吹替版で見た。ドリトル先生(原作読者にとってはやっぱり「先生」だよな)は私の中ではどうもダウニー・Jr.のイメージではないし、ドリトル先生に異性のパートナーがいるというのもイメージ違うのだが、原作とは別物としてまあまあ楽しい。原作との共通項は、動物の言葉を話せる医者って所くらいで、あとは動物たちの性格含めおおむねオリジナルだ。ストーリーは幻の島にお宝探しに行くぞ!程度の雑さなのだが、細かいことを気にせず老若男女が楽しめそうだし、変なひねりのない素直なおおらかさなので、嫌な感じがしない。
 動物たちは全てCGなのだろうが、動きや表情が意外と「動物」寄りで、言葉は話す(というかドリトル先生にのみわかる)が人間に寄せすぎていない。ここがとてもよかった。人間に寄せすぎるとデフォルメが下品になる印象があるのだが、そのあたりの踏みとどまり方が的確だったように思う。トンボのみちょっとまんがっぽすぎるかなという気はしたが。
 吹替え版で見たのだが、ダウニー・Jr.役の藤原にとってはこれが遺作ということになるのだろうか。藤原以外のダウニー・Jr.の声にはなかなか慣れそうもなく、寂しい限りだ。私は普段は字幕派だが、本作に限っては吹替え版を推奨したい。
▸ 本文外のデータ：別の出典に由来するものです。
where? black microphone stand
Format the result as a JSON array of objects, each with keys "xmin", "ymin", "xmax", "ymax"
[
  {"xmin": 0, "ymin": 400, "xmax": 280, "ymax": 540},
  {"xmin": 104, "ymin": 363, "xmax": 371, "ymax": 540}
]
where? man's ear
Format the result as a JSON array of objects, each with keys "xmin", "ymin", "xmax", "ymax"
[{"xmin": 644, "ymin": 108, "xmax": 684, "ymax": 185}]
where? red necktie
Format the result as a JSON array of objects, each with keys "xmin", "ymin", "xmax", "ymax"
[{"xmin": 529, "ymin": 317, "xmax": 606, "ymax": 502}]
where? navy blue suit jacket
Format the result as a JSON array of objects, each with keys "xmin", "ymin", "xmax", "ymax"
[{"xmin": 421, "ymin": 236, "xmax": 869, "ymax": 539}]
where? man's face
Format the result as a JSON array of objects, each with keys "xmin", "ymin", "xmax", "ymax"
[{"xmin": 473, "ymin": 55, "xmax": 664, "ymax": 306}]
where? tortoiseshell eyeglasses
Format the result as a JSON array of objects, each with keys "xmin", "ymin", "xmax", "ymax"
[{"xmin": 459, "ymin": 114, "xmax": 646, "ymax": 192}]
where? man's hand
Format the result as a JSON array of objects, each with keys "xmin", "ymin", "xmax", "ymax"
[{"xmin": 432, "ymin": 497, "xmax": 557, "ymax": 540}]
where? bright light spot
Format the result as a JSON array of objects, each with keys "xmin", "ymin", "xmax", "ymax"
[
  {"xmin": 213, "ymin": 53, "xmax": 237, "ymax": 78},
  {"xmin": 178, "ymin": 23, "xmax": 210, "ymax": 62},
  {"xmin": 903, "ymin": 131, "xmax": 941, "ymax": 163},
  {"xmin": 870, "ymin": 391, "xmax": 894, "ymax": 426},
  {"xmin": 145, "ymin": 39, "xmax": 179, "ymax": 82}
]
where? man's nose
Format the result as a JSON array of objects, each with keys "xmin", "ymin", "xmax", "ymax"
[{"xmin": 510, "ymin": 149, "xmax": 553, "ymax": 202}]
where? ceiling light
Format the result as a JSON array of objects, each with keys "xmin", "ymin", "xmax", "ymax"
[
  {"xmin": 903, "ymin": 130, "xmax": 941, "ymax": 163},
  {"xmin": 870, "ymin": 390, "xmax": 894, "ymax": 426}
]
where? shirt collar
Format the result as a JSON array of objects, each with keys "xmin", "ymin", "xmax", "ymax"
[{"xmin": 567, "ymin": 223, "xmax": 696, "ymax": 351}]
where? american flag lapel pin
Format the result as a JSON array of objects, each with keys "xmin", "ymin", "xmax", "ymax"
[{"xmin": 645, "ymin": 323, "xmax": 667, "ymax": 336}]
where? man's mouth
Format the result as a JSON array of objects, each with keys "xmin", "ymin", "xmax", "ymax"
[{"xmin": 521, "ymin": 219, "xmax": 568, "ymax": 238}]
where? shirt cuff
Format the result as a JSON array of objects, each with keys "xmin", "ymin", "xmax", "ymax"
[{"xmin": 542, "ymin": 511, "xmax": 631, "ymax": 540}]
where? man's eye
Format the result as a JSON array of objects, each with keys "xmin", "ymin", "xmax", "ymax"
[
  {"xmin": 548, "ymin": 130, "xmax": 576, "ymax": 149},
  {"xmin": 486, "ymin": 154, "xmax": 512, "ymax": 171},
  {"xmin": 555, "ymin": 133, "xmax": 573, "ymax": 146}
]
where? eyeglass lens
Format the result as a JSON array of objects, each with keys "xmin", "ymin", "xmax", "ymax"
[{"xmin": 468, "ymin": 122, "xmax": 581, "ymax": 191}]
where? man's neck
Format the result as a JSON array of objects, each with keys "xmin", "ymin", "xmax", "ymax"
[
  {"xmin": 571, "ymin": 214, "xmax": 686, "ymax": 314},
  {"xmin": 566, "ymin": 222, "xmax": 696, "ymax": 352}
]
本作、日本語吹き替え声優が非常に豪華。ゴリラが小野大輔、シロクマが中村悠一、アヒルが朴璐美、犬が斉藤壮馬等、普段主役を張っているキャストがぞろぞろ登場するので、声優ファン、アニメファンにもお勧め。なおプロ声優以外の起用としてはオウム役が石田ゆり子なのだが、石田ゆり子にたしなめられたい人にはかなり良いと思います。原作のポリネシアのイメージとは違うんだけど、これはこれで素敵。また霜降り明星の2人がある生き物役で出演しているが、予想外に様になっている。